Returning to Britain, Balding senior trained horses at Fyfield House, Weyhill in Hampshire, the county to which Toby Balding remained devoted all his life.

Educated at Marlborough College – Whitney paid his fees out of gratitude to his father – Balding was a successful point-to-point rider in his teens, riding horses for the Queen Mother, no less, but the death of his father at the age of just 54 in 1957 catapulted Balding into the trainer’s position when he was just 20.

As the youngest trainer in Britain, Balding enjoyed almost immediate success, Bower Chalk being his first winner on the Flat at Ascot in the 1957 Buckingham Palace handicap, followed a week later by his first winner over jumps, The Quiet Man at Wincanton.

His breakthrough win came with the valuable Portland Handicap in 1959 won by New World. He landed a spectacular gamble that day which helped him finance his wedding to Carolyn Anne Barclay.
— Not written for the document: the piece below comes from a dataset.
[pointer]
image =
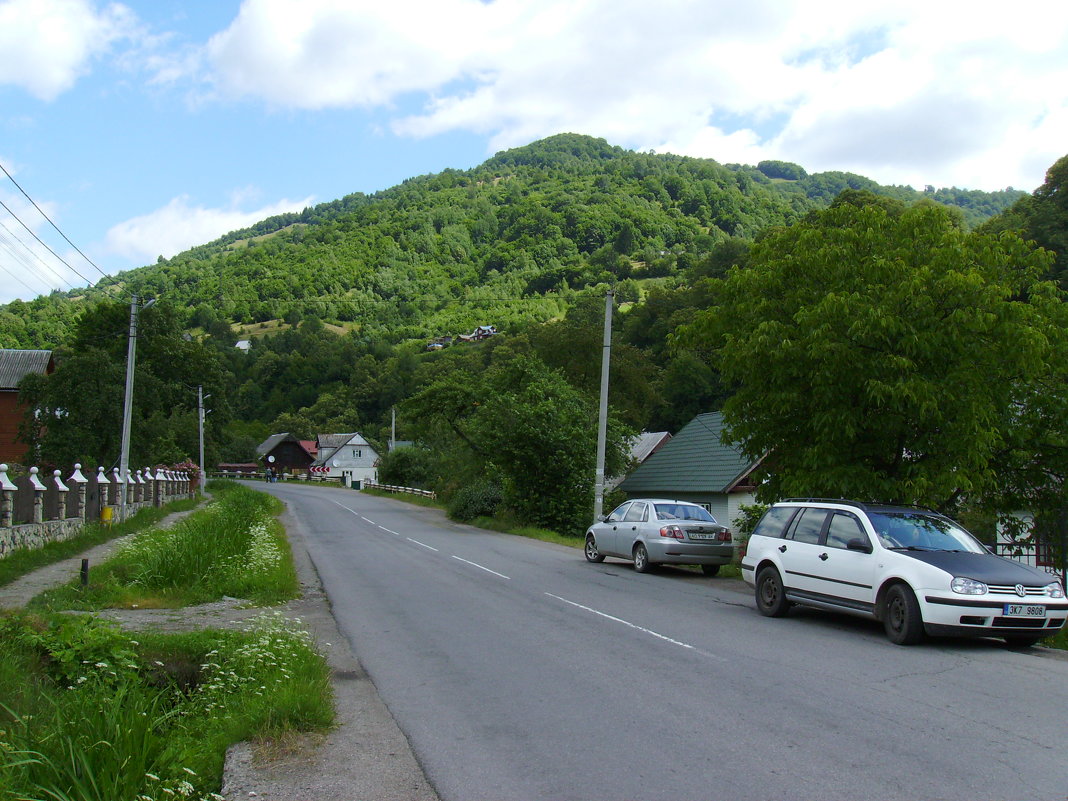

Theirs was to be a long and happy marriage, with Caro, as she was known, becoming what Balding himself described as the “lynchpin” of his extensive training operation which he set up at Fyfield.

Balding soon made a name for himself as a trainer to watch on the flat but especially over the jumps. His first big winner in that sphere was Green Light who won the 1958 Coronation Hurdle.

He also developed a reputation for spotting jockeyship talent, and a long list of excellent riders passed through Fyfield where Balding and his wife mentored and tutored them.

Perennial champion AP McCoy, Bob Champion, Jimmy Frost, Richard Linley, Richard Guest, and many more jockeys joined the Balding crew down the decades, though it was Irishman Eddie Harty, substituting for regular rider Owen McNally, who was aboard Highland Wedding in 1969 when the 12-year-old gelding won Balding his first Grand National.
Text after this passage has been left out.